La commissaire à la vie privée de la Colombie-Britannique, Elizabeth Denham. La commissaire à la vie privée de la Colombie-Britannique, Elizabeth Denham.  Photo :  ICI Radio-Canada

Le ministère de l'Éducation de la Colombie-Britannique a enfreint la loi en perdant, en septembre dernier, les données non encodées de 3,4 millions d'élèves, selon les conclusions d'une enquête de la commissaire à l'information et à la vie privée Elizabeth Denham.

Bien qu'il existe des politiques de protection des données privées, le ministère a, selon la commissaire, violé la section 30 de la Loi sur l'accès à l'information et la protection de la vie privée (FIPPA) en exposant des millions de Britanno-Colombiens au vol de données et à la manipulation sociale.

Le disque dur égaré contenait une base de données créée en 2011 avec des informations telles que le nom, l'âge, le sexe, les notes scolaires ou encore le code postal d'élèves scolarisés entre les années 1986 à 2009.

En vertu de l'application des procédures existantes, les données personnelles auraient dû être encodées et le disque dur stocké en lieux sûrs, dans un entrepôt approuvé.

« Des leçons à apprendre »

« Il y a beaucoup de leçons à apprendre pour le ministère de l'Éducation et toute autre agence publique.

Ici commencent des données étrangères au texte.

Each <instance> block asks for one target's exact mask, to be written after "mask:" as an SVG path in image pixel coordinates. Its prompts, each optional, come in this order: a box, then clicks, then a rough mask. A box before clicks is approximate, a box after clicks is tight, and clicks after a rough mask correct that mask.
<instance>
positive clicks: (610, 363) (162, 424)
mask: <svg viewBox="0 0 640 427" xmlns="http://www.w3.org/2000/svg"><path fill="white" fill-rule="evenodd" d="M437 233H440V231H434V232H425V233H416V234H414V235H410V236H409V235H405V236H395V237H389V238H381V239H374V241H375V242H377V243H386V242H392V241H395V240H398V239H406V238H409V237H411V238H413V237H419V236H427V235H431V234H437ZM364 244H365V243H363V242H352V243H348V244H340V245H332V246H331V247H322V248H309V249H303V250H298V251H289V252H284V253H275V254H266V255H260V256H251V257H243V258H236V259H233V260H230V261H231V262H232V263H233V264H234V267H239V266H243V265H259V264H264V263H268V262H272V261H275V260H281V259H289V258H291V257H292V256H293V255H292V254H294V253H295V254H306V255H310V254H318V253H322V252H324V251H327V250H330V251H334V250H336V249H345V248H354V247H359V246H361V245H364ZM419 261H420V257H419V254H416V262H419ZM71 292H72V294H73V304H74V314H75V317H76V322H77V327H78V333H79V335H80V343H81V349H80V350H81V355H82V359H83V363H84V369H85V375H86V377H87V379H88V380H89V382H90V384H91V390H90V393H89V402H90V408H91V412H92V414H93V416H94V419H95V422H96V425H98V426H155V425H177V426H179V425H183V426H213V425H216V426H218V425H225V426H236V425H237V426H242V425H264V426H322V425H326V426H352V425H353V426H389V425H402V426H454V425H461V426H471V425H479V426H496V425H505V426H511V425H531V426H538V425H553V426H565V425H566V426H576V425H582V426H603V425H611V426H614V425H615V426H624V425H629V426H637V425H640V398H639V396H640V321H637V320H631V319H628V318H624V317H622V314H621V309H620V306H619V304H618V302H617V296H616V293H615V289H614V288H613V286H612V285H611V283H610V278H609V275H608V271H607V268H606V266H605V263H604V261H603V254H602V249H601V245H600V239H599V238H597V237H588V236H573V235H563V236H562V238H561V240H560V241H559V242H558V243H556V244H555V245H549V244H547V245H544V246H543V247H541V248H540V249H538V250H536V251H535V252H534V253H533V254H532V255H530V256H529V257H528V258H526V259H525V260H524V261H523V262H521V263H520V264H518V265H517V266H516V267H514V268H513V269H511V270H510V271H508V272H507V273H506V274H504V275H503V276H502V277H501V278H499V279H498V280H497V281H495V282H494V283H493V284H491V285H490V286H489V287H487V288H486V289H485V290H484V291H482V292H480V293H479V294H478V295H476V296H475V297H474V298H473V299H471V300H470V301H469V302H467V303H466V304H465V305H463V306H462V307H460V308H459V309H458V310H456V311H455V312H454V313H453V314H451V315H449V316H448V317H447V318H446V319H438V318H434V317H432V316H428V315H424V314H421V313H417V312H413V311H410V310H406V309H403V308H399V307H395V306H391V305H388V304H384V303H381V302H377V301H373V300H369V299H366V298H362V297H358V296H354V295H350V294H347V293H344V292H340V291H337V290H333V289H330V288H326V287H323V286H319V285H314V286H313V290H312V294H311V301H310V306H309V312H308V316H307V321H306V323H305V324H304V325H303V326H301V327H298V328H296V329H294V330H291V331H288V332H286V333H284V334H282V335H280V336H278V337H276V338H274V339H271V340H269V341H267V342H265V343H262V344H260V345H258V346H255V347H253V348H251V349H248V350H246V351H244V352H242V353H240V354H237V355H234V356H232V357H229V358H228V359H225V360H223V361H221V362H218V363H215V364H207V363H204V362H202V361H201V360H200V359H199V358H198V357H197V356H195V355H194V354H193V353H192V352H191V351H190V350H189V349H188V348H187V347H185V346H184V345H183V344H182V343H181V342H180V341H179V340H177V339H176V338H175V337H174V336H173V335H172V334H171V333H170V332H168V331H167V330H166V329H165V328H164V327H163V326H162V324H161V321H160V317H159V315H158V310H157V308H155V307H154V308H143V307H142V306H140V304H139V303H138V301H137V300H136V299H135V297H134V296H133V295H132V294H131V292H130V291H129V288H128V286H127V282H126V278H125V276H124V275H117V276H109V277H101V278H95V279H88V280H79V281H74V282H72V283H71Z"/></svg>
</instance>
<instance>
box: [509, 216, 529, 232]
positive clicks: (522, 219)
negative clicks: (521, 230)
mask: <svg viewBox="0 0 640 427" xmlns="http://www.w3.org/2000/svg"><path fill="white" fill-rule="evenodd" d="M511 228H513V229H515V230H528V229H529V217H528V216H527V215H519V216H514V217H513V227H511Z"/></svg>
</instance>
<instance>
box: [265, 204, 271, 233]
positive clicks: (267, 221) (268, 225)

Cet incident aurait pu être évité si les politiques existantes en matière de protection de l'information avaient été suivies », commente Elizabeth Denham.

La commissaire a publié avec ses conclusions neuf recommandations pour renforcer la protection des données privées détenues par le ministère de l'Éducation. Il est notamment fortement conseillé de tenir à jour un inventaire précis de toutes les informations personnelles en sa possession, d'encoder systématiquement toutes les données stockées sur des appareils mobiles et de les entreposer dans des lieux approuvés par le gouvernement. Des formations obligatoires et des audits devraient également être conduits.

Le bureau de la commissaire fera un suivi directement avec les dirigeants et fonctionnaires du ministère dans trois mois pour vérifier que les recommandations ont été écoutées.